De voorzorgsmaatregelen van de ontwerper van de bommenwerper wierpen hun vruchten af. Naleving van beperkingen in explosiegevaarlijke gebieden en andere maatregelen voorkwam schade aan apparatuur en infrastructuur of ernstig letsel aan personeel. Abnormale situaties die verband houden met de impact van motoren of avionica kunnen worden voorkomen.

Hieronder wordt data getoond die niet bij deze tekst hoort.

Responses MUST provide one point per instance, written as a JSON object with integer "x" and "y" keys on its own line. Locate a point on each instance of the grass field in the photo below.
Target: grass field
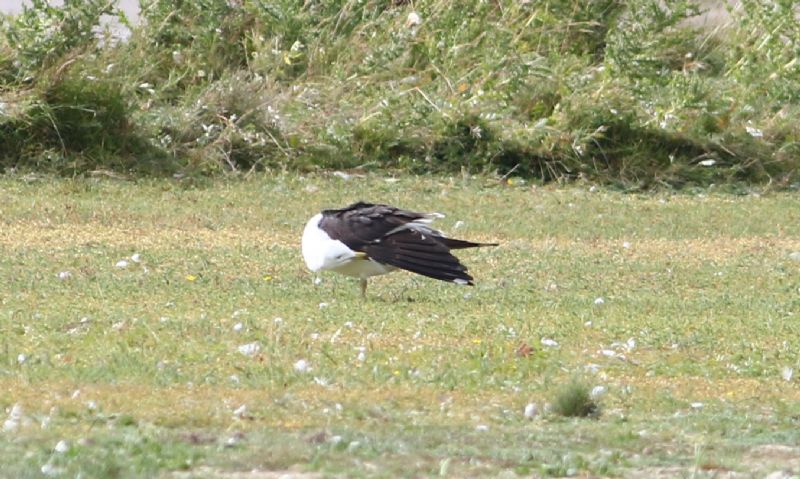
{"x": 217, "y": 354}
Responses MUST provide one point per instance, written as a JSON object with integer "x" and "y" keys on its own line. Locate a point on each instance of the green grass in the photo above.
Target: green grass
{"x": 138, "y": 368}
{"x": 619, "y": 92}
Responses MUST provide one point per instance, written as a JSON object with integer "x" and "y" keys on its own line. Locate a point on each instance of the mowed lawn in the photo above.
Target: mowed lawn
{"x": 158, "y": 329}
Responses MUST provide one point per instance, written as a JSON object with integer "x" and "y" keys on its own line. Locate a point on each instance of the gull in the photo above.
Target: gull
{"x": 366, "y": 239}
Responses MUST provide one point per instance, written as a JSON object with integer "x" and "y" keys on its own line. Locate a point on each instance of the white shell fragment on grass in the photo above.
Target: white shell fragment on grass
{"x": 531, "y": 411}
{"x": 302, "y": 366}
{"x": 250, "y": 349}
{"x": 15, "y": 417}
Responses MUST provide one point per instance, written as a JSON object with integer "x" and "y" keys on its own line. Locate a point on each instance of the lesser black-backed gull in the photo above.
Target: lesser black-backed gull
{"x": 366, "y": 239}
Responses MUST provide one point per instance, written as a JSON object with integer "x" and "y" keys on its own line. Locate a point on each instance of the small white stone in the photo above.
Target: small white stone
{"x": 240, "y": 411}
{"x": 597, "y": 392}
{"x": 15, "y": 416}
{"x": 302, "y": 366}
{"x": 61, "y": 447}
{"x": 531, "y": 411}
{"x": 51, "y": 470}
{"x": 250, "y": 349}
{"x": 233, "y": 440}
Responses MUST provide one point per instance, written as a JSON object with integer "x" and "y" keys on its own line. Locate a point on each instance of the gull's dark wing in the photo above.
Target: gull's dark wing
{"x": 362, "y": 223}
{"x": 419, "y": 253}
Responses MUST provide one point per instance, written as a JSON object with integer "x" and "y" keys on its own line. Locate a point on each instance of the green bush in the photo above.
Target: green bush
{"x": 621, "y": 92}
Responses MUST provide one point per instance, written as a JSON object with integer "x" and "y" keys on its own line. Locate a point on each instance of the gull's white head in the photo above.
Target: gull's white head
{"x": 320, "y": 252}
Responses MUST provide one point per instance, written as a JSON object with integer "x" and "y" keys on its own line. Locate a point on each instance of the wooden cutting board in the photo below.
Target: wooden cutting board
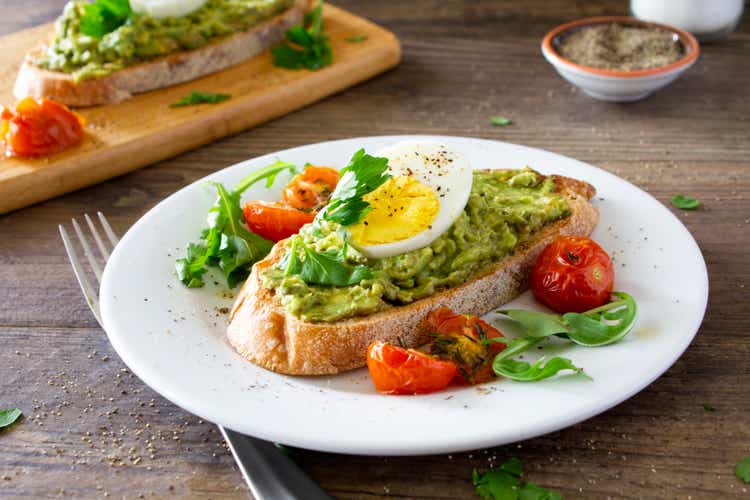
{"x": 144, "y": 129}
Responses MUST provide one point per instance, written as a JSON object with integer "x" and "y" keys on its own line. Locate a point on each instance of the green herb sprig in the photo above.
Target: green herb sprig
{"x": 307, "y": 46}
{"x": 227, "y": 243}
{"x": 104, "y": 16}
{"x": 685, "y": 202}
{"x": 504, "y": 483}
{"x": 362, "y": 175}
{"x": 322, "y": 268}
{"x": 742, "y": 470}
{"x": 9, "y": 416}
{"x": 597, "y": 327}
{"x": 198, "y": 97}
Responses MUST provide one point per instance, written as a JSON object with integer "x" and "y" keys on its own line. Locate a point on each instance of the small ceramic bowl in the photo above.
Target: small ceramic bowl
{"x": 616, "y": 85}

Tegelijkertijd is in de praktijk het belang van veiligheidsmaatregelen met betrekking tot het chassis herhaaldelijk aangetoond. Breuken van wielen en branden van stutten tijdens het landen, rennen of taxiën kwamen vrij vaak voor. Ze lieten duidelijk zien waarom je het vliegtuig pas moet naderen als het landingsgestel is afgekoeld.
Tijdens de hele operatie van de B-58A bleef het aantal ongevallen echter vrij hoog. Moeilijkheden met onderhoud en pilots en andere factoren leidden tot verschillende incidenten. Zo bleek een te complex vliegtuig niet alleen gevaarlijk voor een potentiële vijand, maar ook voor zijn piloten of technici. Door het naleven van eenvoudige regels en aanbevelingen was het echter mogelijk om het gevaar van apparatuur drastisch te verminderen en onnodige verliezen te voorkomen.